In [20]:
import pandas as pd
import numpy as np
import os
import re
import sys
import torch

!pip install sentencepiece
!pip install transformers
!pip install wandb

from transformers import T5Tokenizer, T5ForConditionalGeneration
import wandb

from torch.utils.data import Dataset, DataLoader
from torch.utils.data.dataloader import default_collate
from torch.nn.utils.rnn import pad_sequence
from torch import cuda



from google.colab import drive
drive.mount('/content/gdrive')
%cd /content/gdrive/MyDrive/CQR/

path = "."

Looking in indexes: https://pypi.org/simple, https://us-python.pkg.dev/colab-wheels/public/simple/
Looking in indexes: https://pypi.org/simple, https://us-python.pkg.dev/colab-wheels/public/simple/
Looking in indexes: https://pypi.org/simple, https://us-python.pkg.dev/colab-wheels/public/simple/
Drive already mounted at /content/gdrive; to attempt to forcibly remount, call drive.mount("/content/gdrive", force_remount=True).
/content/gdrive/MyDrive/CQR


Extraction des données de CANARD sous forme de DataFrame (tableau à deux colonnes) pour les donner au modèle.
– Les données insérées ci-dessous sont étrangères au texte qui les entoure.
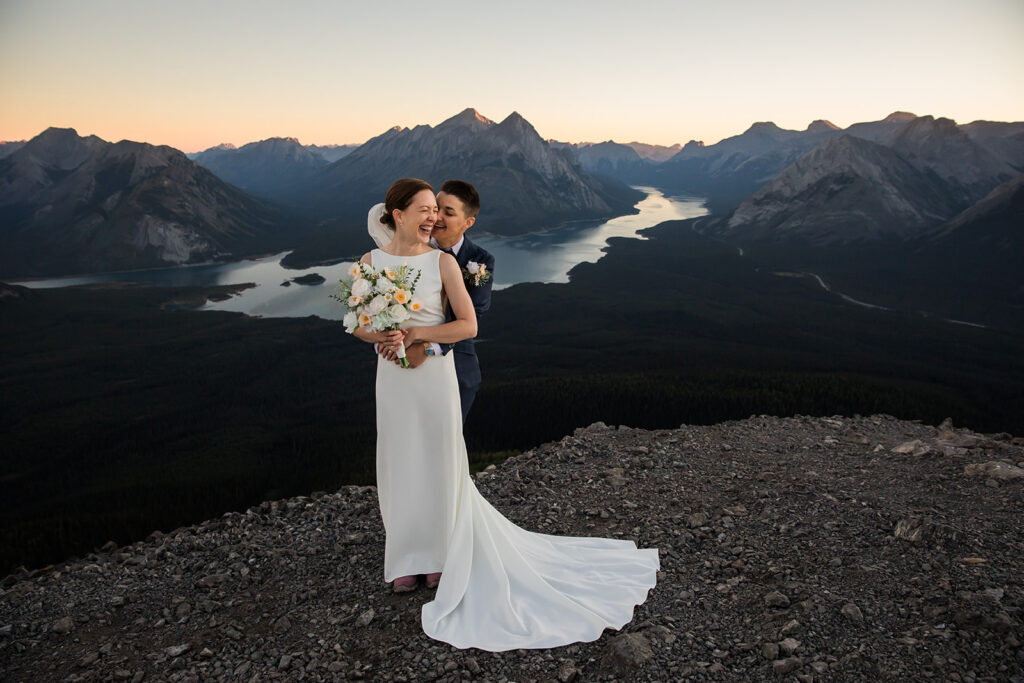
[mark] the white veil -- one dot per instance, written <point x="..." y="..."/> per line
<point x="381" y="232"/>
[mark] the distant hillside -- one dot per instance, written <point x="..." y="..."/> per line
<point x="846" y="189"/>
<point x="262" y="168"/>
<point x="71" y="204"/>
<point x="972" y="159"/>
<point x="524" y="184"/>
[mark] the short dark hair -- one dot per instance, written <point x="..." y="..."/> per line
<point x="400" y="195"/>
<point x="466" y="193"/>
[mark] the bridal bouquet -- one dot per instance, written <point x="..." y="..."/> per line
<point x="379" y="300"/>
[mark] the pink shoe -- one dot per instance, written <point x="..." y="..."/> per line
<point x="403" y="584"/>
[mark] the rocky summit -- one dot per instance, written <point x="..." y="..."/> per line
<point x="810" y="549"/>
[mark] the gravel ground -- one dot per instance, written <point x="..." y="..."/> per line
<point x="824" y="549"/>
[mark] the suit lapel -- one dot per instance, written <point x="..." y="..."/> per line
<point x="462" y="258"/>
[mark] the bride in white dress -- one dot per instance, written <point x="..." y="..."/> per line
<point x="502" y="587"/>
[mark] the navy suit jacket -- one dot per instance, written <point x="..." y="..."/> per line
<point x="467" y="367"/>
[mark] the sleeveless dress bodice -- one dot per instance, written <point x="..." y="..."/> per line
<point x="428" y="289"/>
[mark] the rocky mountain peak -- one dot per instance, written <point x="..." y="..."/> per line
<point x="763" y="127"/>
<point x="58" y="148"/>
<point x="900" y="117"/>
<point x="821" y="126"/>
<point x="467" y="118"/>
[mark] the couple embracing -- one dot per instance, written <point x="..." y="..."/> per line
<point x="499" y="587"/>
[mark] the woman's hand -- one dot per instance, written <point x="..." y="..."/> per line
<point x="387" y="338"/>
<point x="412" y="336"/>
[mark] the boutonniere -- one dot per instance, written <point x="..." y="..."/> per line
<point x="476" y="273"/>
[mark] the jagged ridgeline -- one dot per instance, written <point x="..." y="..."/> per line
<point x="72" y="204"/>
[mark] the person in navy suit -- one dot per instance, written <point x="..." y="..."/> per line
<point x="458" y="205"/>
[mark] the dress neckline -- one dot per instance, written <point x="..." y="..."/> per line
<point x="397" y="256"/>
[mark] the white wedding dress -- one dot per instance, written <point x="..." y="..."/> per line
<point x="502" y="587"/>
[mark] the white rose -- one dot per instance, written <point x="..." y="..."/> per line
<point x="378" y="304"/>
<point x="360" y="288"/>
<point x="398" y="313"/>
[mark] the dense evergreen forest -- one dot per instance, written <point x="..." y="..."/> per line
<point x="124" y="412"/>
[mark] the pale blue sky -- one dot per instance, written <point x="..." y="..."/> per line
<point x="194" y="74"/>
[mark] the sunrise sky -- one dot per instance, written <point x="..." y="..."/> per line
<point x="194" y="74"/>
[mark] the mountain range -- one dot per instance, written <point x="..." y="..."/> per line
<point x="524" y="183"/>
<point x="72" y="204"/>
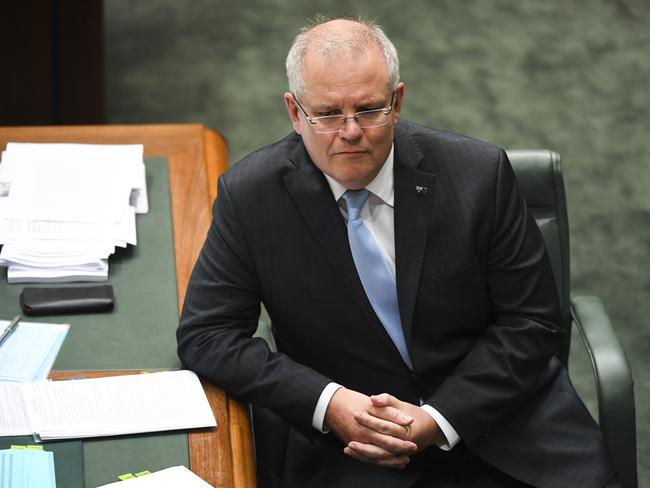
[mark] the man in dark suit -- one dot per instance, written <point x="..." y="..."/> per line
<point x="411" y="297"/>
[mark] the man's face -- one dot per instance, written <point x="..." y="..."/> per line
<point x="345" y="85"/>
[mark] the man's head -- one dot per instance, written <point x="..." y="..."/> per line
<point x="342" y="67"/>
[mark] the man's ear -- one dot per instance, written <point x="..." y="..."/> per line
<point x="399" y="96"/>
<point x="292" y="109"/>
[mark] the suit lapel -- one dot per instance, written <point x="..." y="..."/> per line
<point x="313" y="198"/>
<point x="414" y="200"/>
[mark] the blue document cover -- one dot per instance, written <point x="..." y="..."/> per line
<point x="27" y="468"/>
<point x="29" y="352"/>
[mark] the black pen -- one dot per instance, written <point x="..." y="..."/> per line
<point x="13" y="325"/>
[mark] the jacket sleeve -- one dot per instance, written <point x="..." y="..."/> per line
<point x="220" y="316"/>
<point x="507" y="363"/>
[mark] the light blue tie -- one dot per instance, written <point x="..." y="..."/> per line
<point x="377" y="279"/>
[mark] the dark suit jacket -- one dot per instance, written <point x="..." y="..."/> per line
<point x="477" y="299"/>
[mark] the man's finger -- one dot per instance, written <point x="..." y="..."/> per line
<point x="391" y="413"/>
<point x="369" y="453"/>
<point x="383" y="426"/>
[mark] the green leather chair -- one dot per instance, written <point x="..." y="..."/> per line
<point x="540" y="177"/>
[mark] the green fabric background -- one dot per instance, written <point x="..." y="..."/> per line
<point x="566" y="75"/>
<point x="138" y="334"/>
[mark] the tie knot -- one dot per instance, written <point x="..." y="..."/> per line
<point x="354" y="201"/>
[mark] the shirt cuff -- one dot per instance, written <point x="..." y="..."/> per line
<point x="318" y="420"/>
<point x="450" y="433"/>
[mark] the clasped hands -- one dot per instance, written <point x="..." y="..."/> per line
<point x="380" y="429"/>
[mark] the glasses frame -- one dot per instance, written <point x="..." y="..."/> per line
<point x="344" y="118"/>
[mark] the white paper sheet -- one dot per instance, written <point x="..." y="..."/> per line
<point x="116" y="405"/>
<point x="175" y="477"/>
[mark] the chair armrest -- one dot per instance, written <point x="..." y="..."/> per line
<point x="614" y="384"/>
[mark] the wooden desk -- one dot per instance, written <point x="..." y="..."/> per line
<point x="196" y="157"/>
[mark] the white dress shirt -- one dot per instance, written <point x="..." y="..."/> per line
<point x="378" y="216"/>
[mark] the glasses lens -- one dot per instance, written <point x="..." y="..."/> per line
<point x="372" y="118"/>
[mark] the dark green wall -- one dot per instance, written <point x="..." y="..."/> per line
<point x="567" y="75"/>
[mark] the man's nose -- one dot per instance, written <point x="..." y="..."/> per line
<point x="351" y="129"/>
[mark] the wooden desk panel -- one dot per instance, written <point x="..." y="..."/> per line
<point x="196" y="156"/>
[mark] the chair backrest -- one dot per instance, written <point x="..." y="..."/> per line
<point x="539" y="174"/>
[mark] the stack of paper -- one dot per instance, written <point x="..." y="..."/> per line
<point x="64" y="208"/>
<point x="116" y="405"/>
<point x="165" y="478"/>
<point x="28" y="353"/>
<point x="26" y="468"/>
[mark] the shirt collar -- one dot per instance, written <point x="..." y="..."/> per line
<point x="382" y="186"/>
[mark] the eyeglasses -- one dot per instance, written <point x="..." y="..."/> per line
<point x="366" y="119"/>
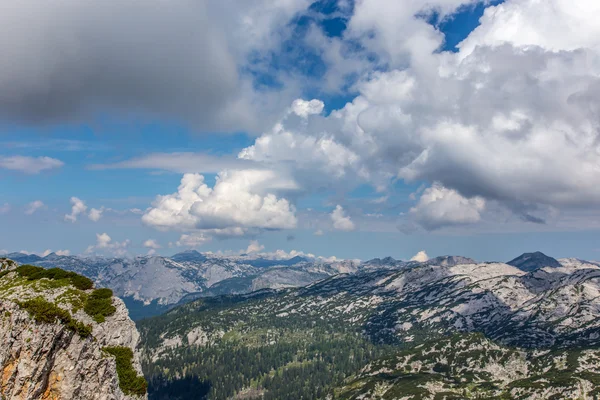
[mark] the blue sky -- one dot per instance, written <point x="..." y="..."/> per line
<point x="411" y="166"/>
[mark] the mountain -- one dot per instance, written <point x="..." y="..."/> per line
<point x="152" y="285"/>
<point x="477" y="330"/>
<point x="450" y="261"/>
<point x="531" y="261"/>
<point x="472" y="366"/>
<point x="63" y="339"/>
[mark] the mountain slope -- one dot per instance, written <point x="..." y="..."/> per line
<point x="152" y="285"/>
<point x="471" y="366"/>
<point x="531" y="261"/>
<point x="379" y="313"/>
<point x="63" y="340"/>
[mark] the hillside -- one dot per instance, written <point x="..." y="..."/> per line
<point x="152" y="285"/>
<point x="321" y="340"/>
<point x="63" y="339"/>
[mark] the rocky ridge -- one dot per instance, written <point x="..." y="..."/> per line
<point x="52" y="349"/>
<point x="449" y="331"/>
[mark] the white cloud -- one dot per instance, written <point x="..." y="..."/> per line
<point x="105" y="244"/>
<point x="470" y="120"/>
<point x="77" y="207"/>
<point x="420" y="256"/>
<point x="95" y="214"/>
<point x="179" y="162"/>
<point x="303" y="108"/>
<point x="152" y="244"/>
<point x="254" y="247"/>
<point x="240" y="200"/>
<point x="340" y="220"/>
<point x="34" y="206"/>
<point x="439" y="207"/>
<point x="29" y="165"/>
<point x="57" y="252"/>
<point x="193" y="240"/>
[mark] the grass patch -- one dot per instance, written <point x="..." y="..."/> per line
<point x="129" y="381"/>
<point x="99" y="305"/>
<point x="45" y="312"/>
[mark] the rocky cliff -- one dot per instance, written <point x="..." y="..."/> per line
<point x="62" y="339"/>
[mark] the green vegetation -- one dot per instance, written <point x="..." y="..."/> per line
<point x="251" y="355"/>
<point x="45" y="312"/>
<point x="32" y="272"/>
<point x="99" y="305"/>
<point x="129" y="381"/>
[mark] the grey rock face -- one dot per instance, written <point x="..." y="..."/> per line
<point x="49" y="361"/>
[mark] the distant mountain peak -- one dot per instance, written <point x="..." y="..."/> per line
<point x="382" y="261"/>
<point x="188" y="255"/>
<point x="531" y="261"/>
<point x="450" y="261"/>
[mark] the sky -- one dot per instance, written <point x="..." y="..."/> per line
<point x="346" y="128"/>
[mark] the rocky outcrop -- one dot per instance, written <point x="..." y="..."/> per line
<point x="50" y="360"/>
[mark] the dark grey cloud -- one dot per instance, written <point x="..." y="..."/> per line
<point x="71" y="60"/>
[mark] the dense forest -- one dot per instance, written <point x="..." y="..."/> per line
<point x="256" y="357"/>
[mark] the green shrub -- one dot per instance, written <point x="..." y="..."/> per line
<point x="129" y="381"/>
<point x="45" y="312"/>
<point x="99" y="305"/>
<point x="31" y="272"/>
<point x="81" y="282"/>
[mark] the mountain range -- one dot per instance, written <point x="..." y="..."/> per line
<point x="434" y="330"/>
<point x="150" y="285"/>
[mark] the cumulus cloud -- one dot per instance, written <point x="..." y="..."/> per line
<point x="29" y="165"/>
<point x="69" y="60"/>
<point x="179" y="162"/>
<point x="95" y="214"/>
<point x="420" y="256"/>
<point x="304" y="108"/>
<point x="439" y="206"/>
<point x="34" y="206"/>
<point x="105" y="244"/>
<point x="512" y="118"/>
<point x="240" y="200"/>
<point x="254" y="247"/>
<point x="77" y="207"/>
<point x="193" y="240"/>
<point x="340" y="220"/>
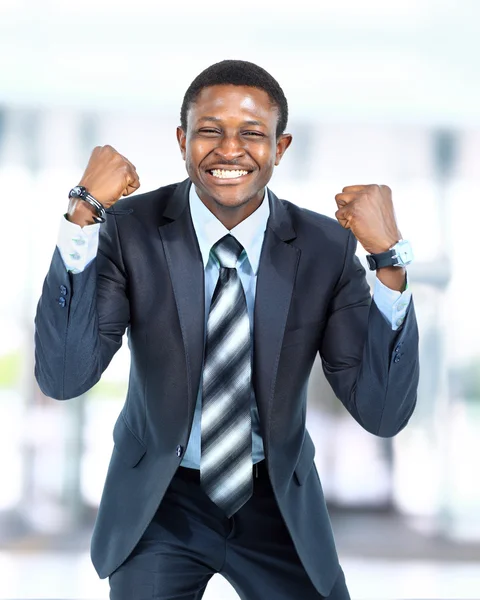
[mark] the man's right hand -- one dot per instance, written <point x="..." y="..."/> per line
<point x="108" y="176"/>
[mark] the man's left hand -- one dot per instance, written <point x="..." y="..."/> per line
<point x="368" y="211"/>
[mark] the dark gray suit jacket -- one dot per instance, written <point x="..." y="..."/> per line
<point x="148" y="278"/>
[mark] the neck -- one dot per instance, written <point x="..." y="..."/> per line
<point x="231" y="216"/>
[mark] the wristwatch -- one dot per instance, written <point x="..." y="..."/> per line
<point x="399" y="255"/>
<point x="79" y="191"/>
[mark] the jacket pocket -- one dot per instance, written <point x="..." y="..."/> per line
<point x="129" y="447"/>
<point x="305" y="459"/>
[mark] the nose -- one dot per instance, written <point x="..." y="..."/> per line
<point x="230" y="147"/>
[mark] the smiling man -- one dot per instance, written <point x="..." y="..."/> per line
<point x="227" y="294"/>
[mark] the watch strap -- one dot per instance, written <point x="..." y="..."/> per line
<point x="383" y="259"/>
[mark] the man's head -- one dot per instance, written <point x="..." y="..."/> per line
<point x="233" y="119"/>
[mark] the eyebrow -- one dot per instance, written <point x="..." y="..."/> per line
<point x="217" y="120"/>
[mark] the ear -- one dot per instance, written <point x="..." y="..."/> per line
<point x="283" y="142"/>
<point x="182" y="141"/>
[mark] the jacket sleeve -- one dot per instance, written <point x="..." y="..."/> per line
<point x="372" y="369"/>
<point x="80" y="319"/>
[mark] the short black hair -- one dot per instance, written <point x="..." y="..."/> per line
<point x="237" y="72"/>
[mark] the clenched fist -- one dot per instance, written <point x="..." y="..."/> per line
<point x="108" y="176"/>
<point x="368" y="211"/>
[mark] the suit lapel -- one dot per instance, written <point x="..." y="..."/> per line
<point x="275" y="281"/>
<point x="185" y="264"/>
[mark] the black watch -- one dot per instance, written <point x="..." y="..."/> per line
<point x="79" y="191"/>
<point x="399" y="255"/>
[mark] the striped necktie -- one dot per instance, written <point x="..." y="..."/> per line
<point x="226" y="429"/>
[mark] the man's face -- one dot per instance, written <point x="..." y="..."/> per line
<point x="230" y="146"/>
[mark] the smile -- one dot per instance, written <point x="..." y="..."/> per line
<point x="228" y="173"/>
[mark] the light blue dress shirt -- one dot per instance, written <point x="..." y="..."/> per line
<point x="249" y="233"/>
<point x="78" y="247"/>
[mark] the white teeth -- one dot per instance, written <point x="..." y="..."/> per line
<point x="224" y="174"/>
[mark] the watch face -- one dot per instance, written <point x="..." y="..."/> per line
<point x="371" y="262"/>
<point x="77" y="191"/>
<point x="404" y="252"/>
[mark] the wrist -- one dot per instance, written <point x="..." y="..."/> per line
<point x="394" y="278"/>
<point x="80" y="212"/>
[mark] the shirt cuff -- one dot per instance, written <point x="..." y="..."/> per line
<point x="392" y="304"/>
<point x="77" y="245"/>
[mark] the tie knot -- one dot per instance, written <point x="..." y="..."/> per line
<point x="227" y="250"/>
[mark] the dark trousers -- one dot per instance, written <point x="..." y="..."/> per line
<point x="190" y="539"/>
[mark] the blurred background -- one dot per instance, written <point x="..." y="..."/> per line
<point x="379" y="92"/>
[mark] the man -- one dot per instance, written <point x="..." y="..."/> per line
<point x="227" y="294"/>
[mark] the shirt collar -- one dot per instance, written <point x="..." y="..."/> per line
<point x="249" y="232"/>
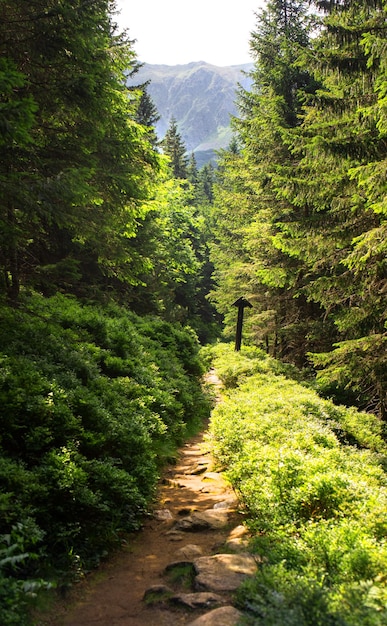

*   col1 = CONTEXT = Contexte ( Requête non reformulée + requêtes précédentes et réponses associées)
*   col 2 = REWRITE = Requête reformulée à obtenir



In [21]:
def read_trec(year):
	assert year==2020 or year==2021
	test = pd.read_csv(f'{path}/TREC/trec{year}.csv').reset_index()
	return test 

def collectData(): 
  #données entrainement
  train =  pd.read_csv(f'{path}/CANARD/train_.csv')
  #données test
  test = pd.read_csv(f'{path}/CANARD/test_.csv')

  return train[["Context","Rewrite"]], test[["Context","Rewrite"]]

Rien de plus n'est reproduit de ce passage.